La hermana de Felipe VI, actual Rey de España, e hija del saliente Juan Carlos I de Borbón, la Infanta Cristina, fue ayer imputada por dos cargos de delito fiscal y blanqueo de dinero, en el marco del escandaloso caso Nóos, que empañó en gran parte la imagen de la realeza en dicho país.
El juez José Castro emitió un auto en la ciudad de Palma de Mallorca, donde se lleva la causa, que pone fin a una larga instrucción en la que imputa a un total de quince personas. Entre estas, por supuesto, su marido, Iñaki Urdangarin, Duque de Palma, a quien se le acusa de otros siete presuntos cargos.

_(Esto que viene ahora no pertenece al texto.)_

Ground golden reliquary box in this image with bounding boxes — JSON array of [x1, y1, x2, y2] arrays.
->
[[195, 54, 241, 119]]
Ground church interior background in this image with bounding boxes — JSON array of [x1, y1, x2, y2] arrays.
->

¿Cómo recibió España la noticia? Expertos coinciden en que la decisión del juez no sorprende a nadie y, por el contrario, es muestra para una gran parte de españoles inconformes que su sistema judicial funciona incluso al abordar posibles delitos de la realeza. Era considerada por algunos hasta ahora intocable.
"El auto del juez es muy contundente y no deja lugar a dudas. Es consecuente con la línea de investigación e imputa a la Infanta de los cargos sobre los que se venía hablando: delito fiscal y blanqueo de capitales. Son 167 páginas y tres años de investigación. No deja dudas el juez. Según él hay indicios sobrados de que esta se lucró en beneficio propio al participar al 50 por ciento de la sociedad mercantil Aizoon", dijo a este diario Humberto Montero, periodista y columnista de La Razón.

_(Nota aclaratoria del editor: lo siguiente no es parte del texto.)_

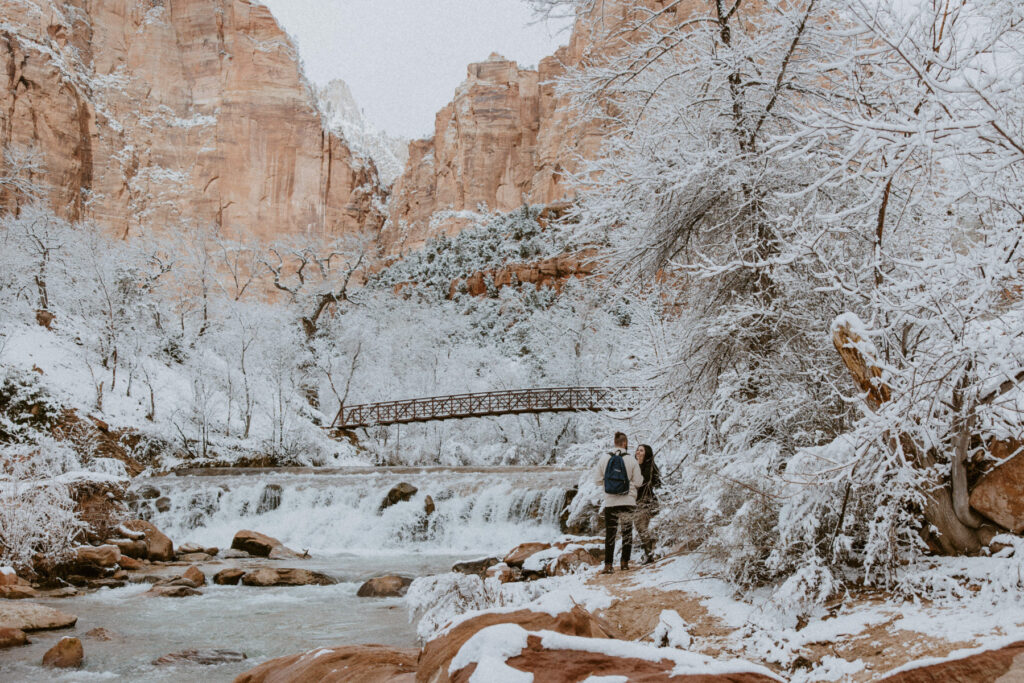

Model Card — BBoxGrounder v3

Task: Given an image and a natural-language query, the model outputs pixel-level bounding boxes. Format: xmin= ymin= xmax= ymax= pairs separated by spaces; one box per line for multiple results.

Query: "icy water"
xmin=0 ymin=468 xmax=579 ymax=681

"La justicia dejó muy en claro los motivos por los que es imputada. Habrá que esperar ahora qué pasa. Lo que es evidente es que la ciudadanía española está molesta por este tipo de escándalos y se debe actuar para hacer justicia respecto a este tipo de irregularidades. Yo creo en las instituciones y que el que sea culpable pague por lo que hizo", coincidió en diálogo con El Colombiano Víctor Corcoba Herrero, escritor y periodista.
En medio de este aval que da la ciudadanía a que la hija de un saliente Rey y hermana del actual monarca sea juzgada como cualquier ciudadana, la Casa Real española no ha protestado la decisión y en cambio ha respetado la institucionalidad del país, tal como creen las voces consultadas por este diario.

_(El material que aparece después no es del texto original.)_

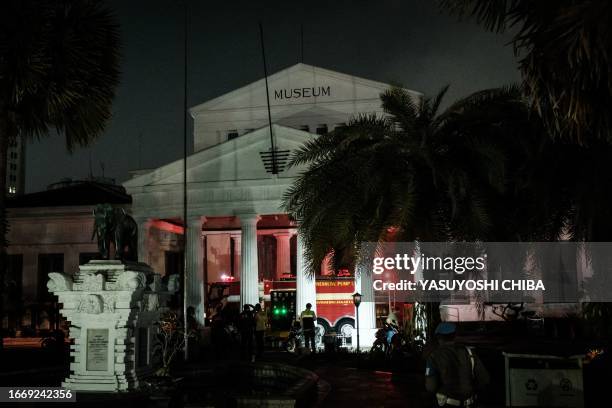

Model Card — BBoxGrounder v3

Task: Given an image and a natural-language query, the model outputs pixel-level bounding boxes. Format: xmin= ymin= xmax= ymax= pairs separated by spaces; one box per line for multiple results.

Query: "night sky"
xmin=26 ymin=0 xmax=519 ymax=192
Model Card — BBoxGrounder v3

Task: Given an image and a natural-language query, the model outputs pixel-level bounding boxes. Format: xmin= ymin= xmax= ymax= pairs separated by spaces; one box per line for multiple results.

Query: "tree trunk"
xmin=0 ymin=109 xmax=9 ymax=352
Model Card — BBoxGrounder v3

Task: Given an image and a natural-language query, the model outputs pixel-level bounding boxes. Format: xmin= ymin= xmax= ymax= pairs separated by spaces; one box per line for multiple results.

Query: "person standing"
xmin=385 ymin=306 xmax=399 ymax=346
xmin=425 ymin=322 xmax=489 ymax=408
xmin=238 ymin=305 xmax=255 ymax=361
xmin=255 ymin=304 xmax=268 ymax=357
xmin=300 ymin=303 xmax=317 ymax=353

"Esto es democracia. La ley debe ser igual para todos. La han imputado y la justicia es la que tiene que hablar. Más allá de cualquier tema político, esta debe ser independiente. Por supuesto, los demás poderes no tienen nada que hacer. Eso es algo que dejó en claro el nuevo Rey en su discurso inaugural: la separación de los poderes legislativo, ejecutivo y judicial", aseguró Corcoba.
"En cuanto a la Casa Real, no creo que vaya a emitir ningún comentario en contra. Cristina ha sido apartada de cualquier acto público de la realeza, continúa con el trato de Infanta, pero no tiene mayor vinculación en este momento", recalcó Montero.
"Me imagino que en este nuevo reinado España seguirá encaminándose a esta línea que Felipe VI trazó para que la crisis de las instituciones se resuelva, porque habían perdido credibilidad. Todo eso hay que regenerarlo y en ese sentido los españoles solo pueden sentirse satisfechos porque la justicia está actuando", afirmó por su parte Corcoba.
Por todo esto, nadie en el país se sorprende de la imputación de la Infanta Cristina, y el consenso en la opinión pública española es que se trata de un avance para sus maltrechas instituciones.